Exercices

(Extrait)


     Je voudrais que rien ne change. Que tout dans ma vie reste identique. Immuable. Autour de moi, oui, tout peut changer : c’est intéressant d’observer les réformes, les catastrophes, les révolutions, les guerres. À distance, évidemment. Ma plus grande erreur : imaginer que je désire que ma vie change. Pourquoi devrait-elle changer ? Même immuable, elle me dérange bien assez comme ça. J’ai déjà tant de mal à y comprendre quelque chose !
     Le plus grand des bienfaits, c’est la routine. Et dire que, dans mon ingratitude, je la prenais pour la source de mon désespoir ! Pourtant, instinctivement, je n’ai jamais rien recherché d’autre que la stabilité. Rendre ma vie si répétitive qu’elle s’annule, s’efface elle-même, et cesse enfin de gâcher le paysage.
     Comme tous les jours de semaine, j’ai pris aujourd’hui, vers deux heures de l’après-midi, le métro jusqu’à la station Notre-Dame-des-Champs. Pour y aller, je dois changer une fois, mais cela va assez vite. Je connais les noms des stations par cœur. Je sais à quel bout de la rame il est préférable de s’installer, quelle station vient après quelle autre. Rue du Bac, Sèvres-Babylone, Rennes, Notre-Dame-des-Champs.
     Il y a là un petit snack-bar, que j’ai découvert cet été, pendant cette exposition à l’orangerie du Luxembourg. Les prix y sont modiques — le menu est à 35 francs. Pour cette somme, je prends un panino (poulet au curry ou dinde-emmenthal), un ice-tea (les boissons chaudes ne sont pas prévues dans le menu) et un flan — qui est une sorte de gâteau à l’apparence tout à fait insignifiante, voire repoussante, mais que j’aime parce qu’il me rappelle une sorte d’omelette ou un dessert aux œufs de mon enfance. Je fais toujours semblant de réfléchir, puis, avec des pauses soigneusement calculées, j’annonce mes choix à la fille, ou à la femme, ou à l’homme qui se trouve derrière le comptoir. C’est mon acte quotidien de socialisation, de communication avec cette ville. Je n’ai pas la moindre envie d’établir des relations plus étroites avec les tenanciers de cet établissement. Je suis même dérangé par le fait qu’ils me reconnaissent et ont l’habitude de me voir arriver chaque jour. Si cela dépendait de moi, je ferais en sorte qu’ils m’oublient après chaque visite et que j’entre là chaque jour par hasard, en passant.
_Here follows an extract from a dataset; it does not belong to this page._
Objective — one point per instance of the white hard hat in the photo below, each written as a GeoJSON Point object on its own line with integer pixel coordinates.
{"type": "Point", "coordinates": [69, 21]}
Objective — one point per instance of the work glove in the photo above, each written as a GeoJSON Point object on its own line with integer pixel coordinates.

     Le plus important, c’est que ce snack-bar ne me réserve aucune surprise. Les panini et les flans ont toujours le même goût. Et le goût de l’ice-tea ne change que si je prends la peine de demander « citron ». Dans le cas contraire, on me donne toujours « pêche ». Mais la différence est minime. Aujourd’hui, sans trop savoir pourquoi, j’ai décidé de varier le menu et j’ai remplacé le flan par une tarte aux pommes. Ce changement m’a perturbé pendant tout le repas. Je pensais à la tarte aux pommes. Je n’étais pas sûr qu’elle me satisferait. Et de fait, elle était un peu trop sucrée.
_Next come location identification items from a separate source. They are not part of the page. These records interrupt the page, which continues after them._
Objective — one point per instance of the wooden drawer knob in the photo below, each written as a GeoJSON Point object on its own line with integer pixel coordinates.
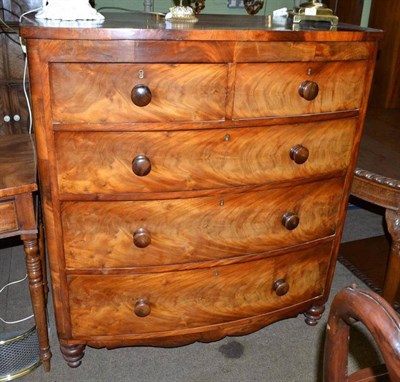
{"type": "Point", "coordinates": [290, 220]}
{"type": "Point", "coordinates": [299, 154]}
{"type": "Point", "coordinates": [141, 238]}
{"type": "Point", "coordinates": [142, 308]}
{"type": "Point", "coordinates": [281, 287]}
{"type": "Point", "coordinates": [141, 95]}
{"type": "Point", "coordinates": [308, 90]}
{"type": "Point", "coordinates": [141, 165]}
     À l’heure où j’arrive, il n’y a plus grand monde dans le bar. Il est deux heures passées, ce n’est plus vraiment l’heure de manger. L’établissement est surtout fréquenté par des étudiants. Beaucoup d’écoles dans les environs. Et ce bar me rappelle justement la cafétéria de mon école. Deux petits pains à la crème, un thé. Neuf kopecks en tout.
     Je m’assieds toujours sur le tabouret à côté de l’entrée. La porte est ouverte et je peux voir les passants dans la rue. Cela ne veut pas dire que je les observe. Ou peut-être que si. En tout cas je n’en garde aucun souvenir. Ils ne font que me traverser. Quand j’ai fini de manger, je me laisse glisser au bas du tabouret et sors dans la rue. Le bar et le repas sont aussitôt oubliés eux aussi. Ma conscience est alors envahie par un sentiment de bien-être post-prandial. Je traverse le jardin. Les feuilles tombent. Les jardiniers les regroupent avec des râteaux spéciaux, très larges. Chaque jour, on arrache les fleurs dans une nouvelle plate-bande. Il fait chaud, et elles pourraient encore fleurir, mais le planning des travaux prévoit apparemment que le moment est venu de nettoyer les plates-bandes. Toute notre civilisation est fondée sur la prédictibilité, l’immuabilité. J’aime la civilisation, surtout cet après-midi, dans le jardin du Luxembourg, alors que le soleil fait son apparition.